On 27/01/22 8:09 pm, Derrick Stolee wrote:
On 1/26/2022 1:29 PM, Kaartic Sivaraam wrote:
If we are interested in participating we need:
- Volunteers who are wiling to act as mentors. I would be
willing to be volunteer myself as a mentor for one student.
- Microprojects: I believe we could repurpose the Outreachy
microproject ideas[2] for GSoC too. If others have suggestions
for microproject ideas, please share them.
- Project ideas: There are two mentioned in SoC-2021-Ideas[3]

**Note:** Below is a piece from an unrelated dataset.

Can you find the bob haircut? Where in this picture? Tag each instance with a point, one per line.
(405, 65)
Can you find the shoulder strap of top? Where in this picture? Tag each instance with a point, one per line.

but both were picked by GSoC students the previous year. So,
we would need new ones this year.
One project that could be interesting for GSoC (and the timing
should work out) is to complete the sparse index integrations for
some of the less critical commands. Some examples include 'git mv'
and 'git rm', I think.
This of course depends on some ongoing work to integrate more of
the critical commands that we implemented early in microsoft/git,
such as Victoria's current series which is leading to a 'git stash'
integration and a series I have waiting in the wings for a 'git
sparse-checkout' integration.
However, I think we have a decent paved-path for a new contributor
to jump in and get started on the remaining commands. The granularity
means that the project has multiple milestones that can be hit
without an all-in-one series.
Sounds good.
As I mentioned up thread, you could feel free to share the project
description here or open a PR by adding it directly to this document:
https://github.com/git/git.github.io/blob/master/SoC-2022-Ideas.md
(note: currently returns a 404; it should work when the
related PR [pr-1] is merged)
Just to be sure, would you be willing to mentor in case a student
picks this project?
[pr-1]: https://github.com/git/git.github.io/pull/540
- Multiple Sizes of Projects: In 2021, project size was reduced
(~175 hours). This year, both medium sized projects (~175 hours)
and large projects (~350 hours) are supported.
GSoC organizers recommend communities to have both medium _and_
large size projects.
I think this project would fit in the "medium" category.